My usual procrastination habits are a great filter for checking whether the links I put together in these are evergreen. I usually gather them when I see them but then months go by before I give the post some format, add my commentary, and hit publish. That tends to leave me enough time and perspective to check whether the links are signal or noise. Maybe I’m just coping. Enjoy

1) I’ve always had issues with async/await. It feels amazing for the few places where you need it, but then the effects ripple throughout the codebase in somewhat unexpected manners. The legendary What Color is Your Function? captures well the issue and ends recommending Go. I do agree that Go feels nicer than async/await but there was still something off about goroutines. As usual it takes someone smarter than me to put the problem into words, and that’s what Notes on structured concurrency, or: Go statement considered harmful does.

On that note, if you work with Python I recommend checking out trio and watching this PyCon 2018 conference: Trio: Async concurrency for mere mortals .
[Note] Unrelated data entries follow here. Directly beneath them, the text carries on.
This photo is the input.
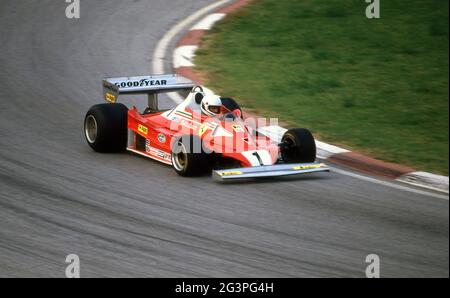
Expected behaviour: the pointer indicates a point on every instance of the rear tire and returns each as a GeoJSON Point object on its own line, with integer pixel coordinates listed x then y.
{"type": "Point", "coordinates": [187, 161]}
{"type": "Point", "coordinates": [105, 127]}
{"type": "Point", "coordinates": [298, 145]}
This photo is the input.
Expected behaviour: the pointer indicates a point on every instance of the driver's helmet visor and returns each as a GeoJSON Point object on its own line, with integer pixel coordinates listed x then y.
{"type": "Point", "coordinates": [215, 109]}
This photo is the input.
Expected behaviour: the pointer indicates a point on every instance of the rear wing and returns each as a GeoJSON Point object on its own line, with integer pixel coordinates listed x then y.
{"type": "Point", "coordinates": [151, 85]}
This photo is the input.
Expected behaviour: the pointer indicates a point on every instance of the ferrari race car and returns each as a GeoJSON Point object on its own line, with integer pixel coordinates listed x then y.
{"type": "Point", "coordinates": [192, 141]}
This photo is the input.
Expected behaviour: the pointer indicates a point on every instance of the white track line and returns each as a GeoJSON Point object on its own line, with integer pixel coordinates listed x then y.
{"type": "Point", "coordinates": [390, 184]}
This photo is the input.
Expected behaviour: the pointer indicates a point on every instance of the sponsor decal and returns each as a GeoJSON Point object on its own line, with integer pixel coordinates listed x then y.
{"type": "Point", "coordinates": [143, 129]}
{"type": "Point", "coordinates": [110, 97]}
{"type": "Point", "coordinates": [161, 138]}
{"type": "Point", "coordinates": [230, 173]}
{"type": "Point", "coordinates": [158, 153]}
{"type": "Point", "coordinates": [141, 83]}
{"type": "Point", "coordinates": [237, 128]}
{"type": "Point", "coordinates": [184, 114]}
{"type": "Point", "coordinates": [202, 129]}
{"type": "Point", "coordinates": [308, 167]}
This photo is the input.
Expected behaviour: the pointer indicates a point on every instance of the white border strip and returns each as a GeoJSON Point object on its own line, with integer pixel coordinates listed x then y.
{"type": "Point", "coordinates": [208, 22]}
{"type": "Point", "coordinates": [183, 57]}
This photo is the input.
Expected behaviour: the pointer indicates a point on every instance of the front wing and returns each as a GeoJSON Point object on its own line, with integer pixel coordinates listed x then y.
{"type": "Point", "coordinates": [270, 171]}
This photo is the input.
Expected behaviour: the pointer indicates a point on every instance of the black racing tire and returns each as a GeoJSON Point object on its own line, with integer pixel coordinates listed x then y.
{"type": "Point", "coordinates": [105, 127]}
{"type": "Point", "coordinates": [298, 145]}
{"type": "Point", "coordinates": [231, 104]}
{"type": "Point", "coordinates": [188, 157]}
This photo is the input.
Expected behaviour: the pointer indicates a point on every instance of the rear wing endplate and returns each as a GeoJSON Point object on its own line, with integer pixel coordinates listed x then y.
{"type": "Point", "coordinates": [151, 85]}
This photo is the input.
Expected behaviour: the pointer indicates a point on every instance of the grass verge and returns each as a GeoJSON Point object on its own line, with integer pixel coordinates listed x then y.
{"type": "Point", "coordinates": [377, 86]}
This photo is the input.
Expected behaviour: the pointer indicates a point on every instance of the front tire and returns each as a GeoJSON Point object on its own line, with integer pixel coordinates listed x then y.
{"type": "Point", "coordinates": [298, 145]}
{"type": "Point", "coordinates": [105, 127]}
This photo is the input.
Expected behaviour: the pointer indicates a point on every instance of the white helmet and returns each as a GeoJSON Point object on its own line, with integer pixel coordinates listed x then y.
{"type": "Point", "coordinates": [211, 105]}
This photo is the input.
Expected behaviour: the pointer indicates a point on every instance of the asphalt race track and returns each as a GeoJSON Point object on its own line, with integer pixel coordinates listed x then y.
{"type": "Point", "coordinates": [126, 216]}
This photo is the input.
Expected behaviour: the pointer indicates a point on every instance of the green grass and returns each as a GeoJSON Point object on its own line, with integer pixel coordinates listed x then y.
{"type": "Point", "coordinates": [377, 86]}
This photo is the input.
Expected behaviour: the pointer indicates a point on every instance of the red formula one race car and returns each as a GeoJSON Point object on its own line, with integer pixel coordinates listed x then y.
{"type": "Point", "coordinates": [203, 132]}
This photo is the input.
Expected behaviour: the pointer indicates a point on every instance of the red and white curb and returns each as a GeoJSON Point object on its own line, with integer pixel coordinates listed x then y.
{"type": "Point", "coordinates": [182, 61]}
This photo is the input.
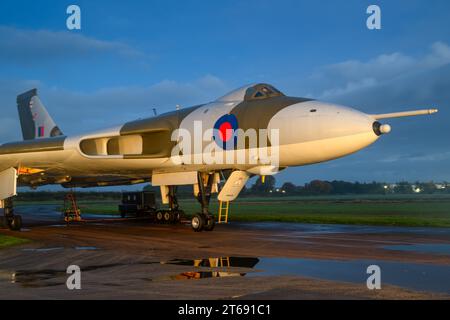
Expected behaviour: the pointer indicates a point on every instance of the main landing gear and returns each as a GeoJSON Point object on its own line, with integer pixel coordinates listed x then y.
{"type": "Point", "coordinates": [204, 221]}
{"type": "Point", "coordinates": [9, 219]}
{"type": "Point", "coordinates": [174, 214]}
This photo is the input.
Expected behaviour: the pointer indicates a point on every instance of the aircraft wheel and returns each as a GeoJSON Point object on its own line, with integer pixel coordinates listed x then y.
{"type": "Point", "coordinates": [4, 222]}
{"type": "Point", "coordinates": [159, 217]}
{"type": "Point", "coordinates": [167, 217]}
{"type": "Point", "coordinates": [210, 223]}
{"type": "Point", "coordinates": [16, 223]}
{"type": "Point", "coordinates": [197, 222]}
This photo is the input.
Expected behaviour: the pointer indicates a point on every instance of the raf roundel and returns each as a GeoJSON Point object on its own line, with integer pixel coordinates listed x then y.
{"type": "Point", "coordinates": [225, 131]}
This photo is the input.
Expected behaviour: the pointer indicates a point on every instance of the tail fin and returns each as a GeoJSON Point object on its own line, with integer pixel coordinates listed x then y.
{"type": "Point", "coordinates": [35, 121]}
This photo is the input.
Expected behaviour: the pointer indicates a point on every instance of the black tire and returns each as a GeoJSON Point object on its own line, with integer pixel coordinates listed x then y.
{"type": "Point", "coordinates": [197, 222]}
{"type": "Point", "coordinates": [16, 223]}
{"type": "Point", "coordinates": [210, 223]}
{"type": "Point", "coordinates": [167, 217]}
{"type": "Point", "coordinates": [178, 216]}
{"type": "Point", "coordinates": [4, 222]}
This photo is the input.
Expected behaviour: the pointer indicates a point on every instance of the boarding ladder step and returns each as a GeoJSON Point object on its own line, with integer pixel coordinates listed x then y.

For a deeper understanding of async/await, David Beazley’s Build Your Own Async is probably about as good as it gets.

2) A short paper, Seven Insights Into Queueing Theory , by Bob Wescott. The subtitle says it all: “Even if you don’t understand the math of queueing theory you can still learn from it.”

For more practical advice around dealing with queues, I enjoyed Queuing Theory for Software Engineers .

3) Passkeys are great. Kind of. They’re comfortable and more phishing resistant, but I worry about things like vendor lock-in (migrating away from a credential manager) and platform lock-out (can I recover my account if I lose my key?).

Firstyear’s posts on passkeys (Passkeys: A Shattered Dream and Yep, Passkeys Still Have Problems ) are great reads to see the potential downside of passkeys.

There is a clear tension between secret ownership and security, and reading through these issues (1 , 2 ) in the KeePass repo is a great litmus test to see where one falls.

I do think if you work for a large company’s IT/Ops department, implementing passkeys across the board for internal systems should be a priority, though!

4) More on security: OAuth from First Principles is either a great resource or OAuth is actually much simpler than I thought!

5) I love Immich’s Cursed Knowledge page. “Cursed knowledge we have learned as a result of building Immich that we wish we never knew.” I wish other companies/people would do the same!